GÜN OLUR... Yazar: Oriane Smith, Resimleyen: Alice Gravier, Çeviren: Hande Kayhan, Vakıfbank Kültür Yayınları

***

Gündemimiz ormanların, zeytinliklerin, sulak alanların işgal haberleri ile dolu. Kahroluyoruz. Hovhannes Tumanyan’ın yazdığı Bir Damla Bal adlı masaldan bahsetmek isterim. Masalda, bir köyün gariban çobanı komşu köylünün dükkanından bal almaya gelir. Birbirlerine merhaba kardeş diye seslenen köylüler baldan tatlı sözlerle iletişim kurarlar. Satıcı balı tartarken bir damlası yere düşer. O anda iki adamın iradesi dışında gelişen bir olayın kontrolden çıkan sonuçları önce kendilerini, ardından köylerini, son olarak da yurtlarını ateşe atar.

“Yaz gelmiş, kış geçmiş
Yıllar yılları kovalamış
Tarlalar boşalmış
Yaylalar viran
Kıtlık salgın göç her yer perişan
Ama savaş bitmemiş
Geride kalanlar hala sorup dururmuş
Acaba bu korkunç belaya ne sebep olmuş?”

diye biter bu çetin masal. Aslında yazar en başında sebebi okurla paylaşır ama işte insanoğlu çabuk unutur! Bazen birkaç dakikada, belki bir günde ya da bir yılda, bazen de bir asırda… Ez cümle bal damlasına ilk dadanan da balı alıp satan da kan döküp can yakan da kaybeder!
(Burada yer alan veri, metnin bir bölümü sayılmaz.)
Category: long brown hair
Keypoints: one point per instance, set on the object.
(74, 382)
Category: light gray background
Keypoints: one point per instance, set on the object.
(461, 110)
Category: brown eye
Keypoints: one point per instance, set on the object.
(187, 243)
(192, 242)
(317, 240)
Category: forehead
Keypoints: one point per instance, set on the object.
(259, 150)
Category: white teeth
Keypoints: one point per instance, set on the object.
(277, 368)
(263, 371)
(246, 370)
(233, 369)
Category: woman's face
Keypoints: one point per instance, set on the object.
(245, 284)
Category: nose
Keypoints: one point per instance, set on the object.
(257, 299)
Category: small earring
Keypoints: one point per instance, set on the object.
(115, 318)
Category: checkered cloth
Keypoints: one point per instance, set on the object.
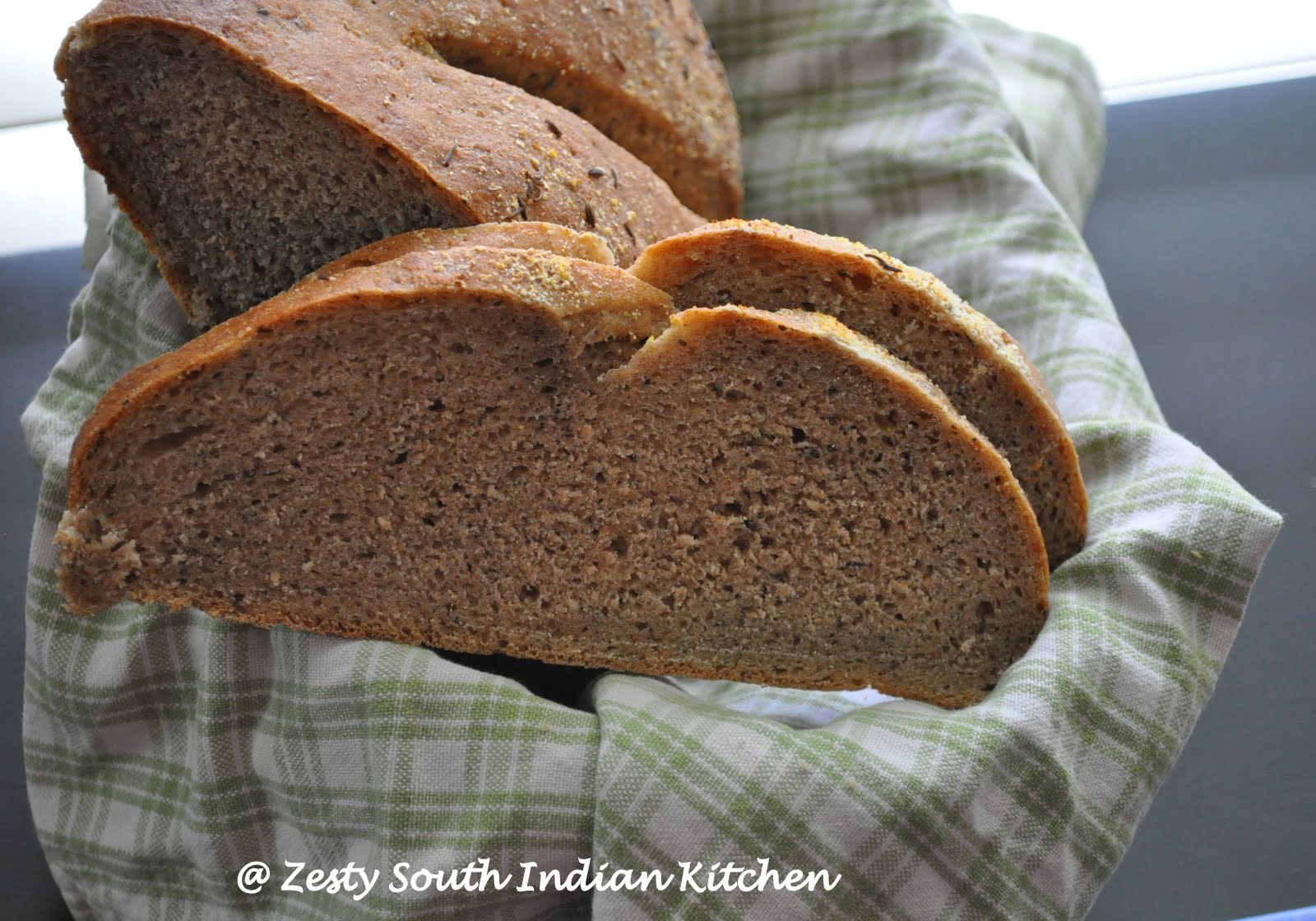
(166, 752)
BİR DAMLA BAL, Yazar: Hovhannes Tumanyan, Resimleyen: Emine Bora, Çeviren: Alis Bedikyan, Arden Yayınları

Korkunç belaların içine sürüklenmemek için olayların kaynağına inebilen, nedenlerini ve sonuçlarını tartabilen, doğru argümanlarla tavrını ortaya koyabilen nesiller yetiştirmek gayesi değerlidir. Tabiat yaratımdır. Savaşlar ise yıkım. Kimin kimi karşısına aldığı, nereyi ne uğruna işgal ettiği mühimdir. İnsan insana galip gelebilir fakat doğaya karşı giriştiği savaşta henüz kazandığı görülmemiştir!